Talento y Determinación
A pesar de las estadísticas, el talento de Monroe es innegable. Esta prometedora artista, con apenas 17 años, había capturado la atención del público tras ganar el reality show “Prodiges” en 2025. Su interpretación de “Regarde!”, una fusión entre pop y ópera, prometía deslumbrar a la audiencia.
Los espectadores no podían evitar sentir que, aunque las casas de apuestas le daban poco respaldo, había una chispa de esperanza. La frase “imposible no es francés” resonaba en los corazones de quienes la apoyaban.
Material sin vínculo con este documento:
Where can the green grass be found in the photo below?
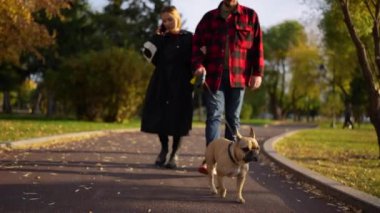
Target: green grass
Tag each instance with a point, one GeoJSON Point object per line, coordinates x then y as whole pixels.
{"type": "Point", "coordinates": [347, 156]}
{"type": "Point", "coordinates": [17, 127]}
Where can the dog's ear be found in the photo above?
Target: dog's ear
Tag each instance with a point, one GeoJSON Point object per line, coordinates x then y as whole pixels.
{"type": "Point", "coordinates": [238, 135]}
{"type": "Point", "coordinates": [252, 134]}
La Competencia Precede a la Estrella
Antes de que Monroe se adueñara del escenario, un total de 14 competidores debían pasar antes que ella. El espectáculo comenzó con una enérgica actuación del artista austriaco JJ, quien, como ganador del año anterior, lanzó el evento con entusiasmo. A continuación, el danés Søren Torpegaard Lund cautivó al público con su pegajosa melodía “Før vi går hjem”, calentando aún más el ambiente en la Wiener Stadthalle.
La noche continuó llena de sorpresas y emociones, destacando la actuación del representante de Israel, Noam Bettan, quien ofreció una conmovedora interpretación de su canción “Michelle”. A pesar de la controversia en torno a su participación, logró finalizar su número con éxito.
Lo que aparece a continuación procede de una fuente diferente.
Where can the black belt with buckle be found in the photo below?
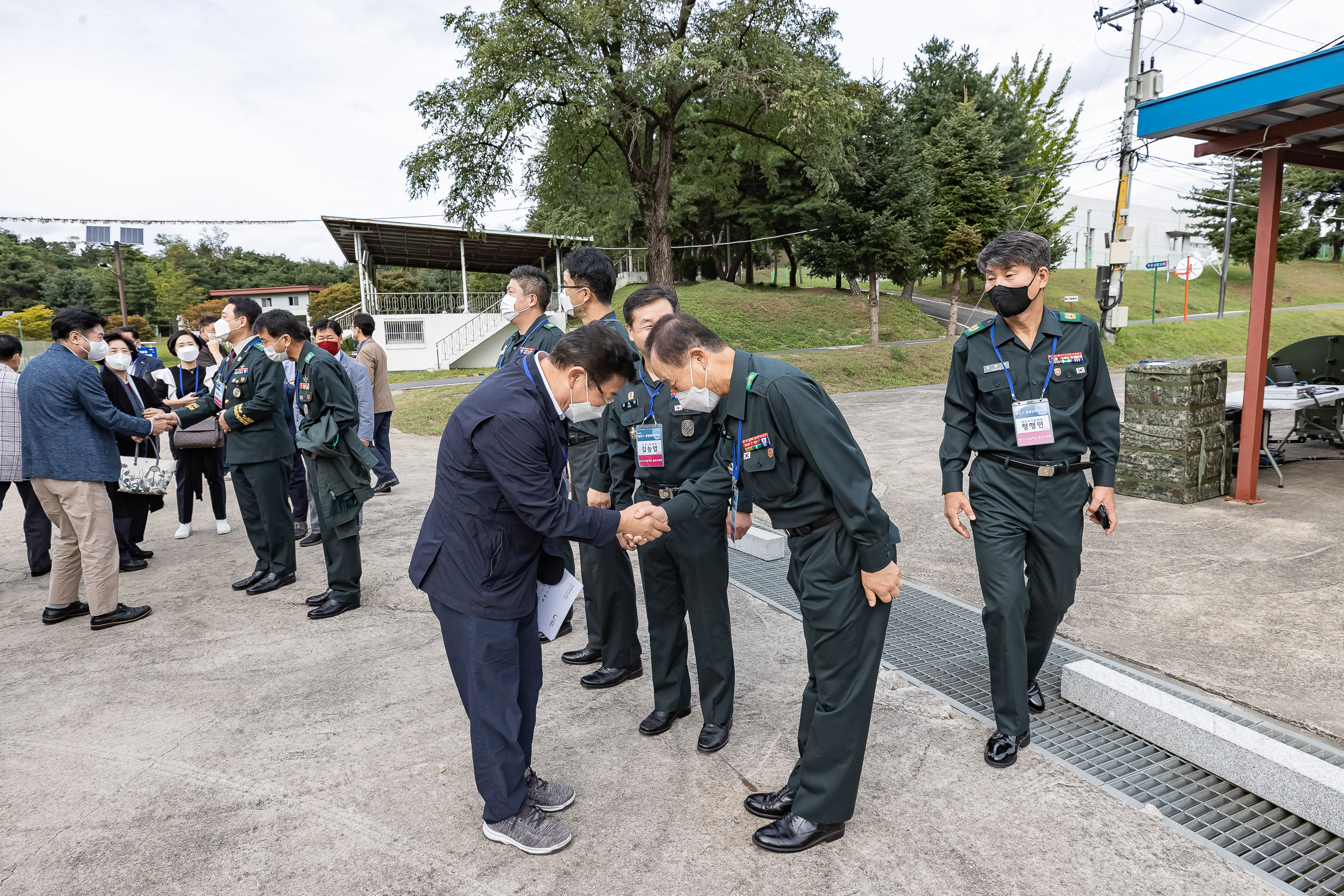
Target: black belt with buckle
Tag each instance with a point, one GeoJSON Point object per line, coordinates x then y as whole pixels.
{"type": "Point", "coordinates": [812, 527]}
{"type": "Point", "coordinates": [1039, 469]}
Un Rayo de Locura: El Favorito Griego
Uno de los momentos más notables del evento fue la actuación del rapero griego Akylas. Con su pieza “Ferto”, que critica la sobreconsumo, Akylas hizo vibrar al público con su extravagante espectáculo, que incluyó un vestuario deslumbrante y hasta una actuación en patinete.
Sin embargo, la competencia se intensificaba, especialmente con la estrella australiana Delta Goodrem, quien aportó su potente voz tras haber vendido más de 6 millones de álbumes. A pesar de su talento, algunos criticaron el exceso de glamour en su actuación, que a veces se tornaba algo exagerado.
El Momento Clave de Monroe
Finalmente, a las 22:25, llegó el tan esperado momento. Tras una actuación aburrida del Reino Unido, Monroe tomó el escenario con “Regarde!”. Vestida de blanco y rodeada de cinco bailarines de negro, desplegó su impresionante potencia vocal. Su interpretación estaba llena de energía juvenil, culminando en un final espectacular que dejó al público en pie aplaudiendo.
La Esperanza de un Nuevo Éxito Francés
¿Sería suficiente para que Monroe logre superar el legado de Marie Myriam, la última representante francesa en ganar Eurovisión hace 50 años? La emoción y las esperanzas estaban al alza, y el público, sin duda, había encontrado en esta joven un nuevo ícono posible para el futuro del pop francés en el escenario internacional.
Con su innegable talento y carisma, Monroe podría ser la chispa que necesitaba Francia para volver a brillar en Eurovisión. La expectativa se mantiene, y los fanáticos esperan ver cómo evoluciona esta joven promesa en el mundo de la música.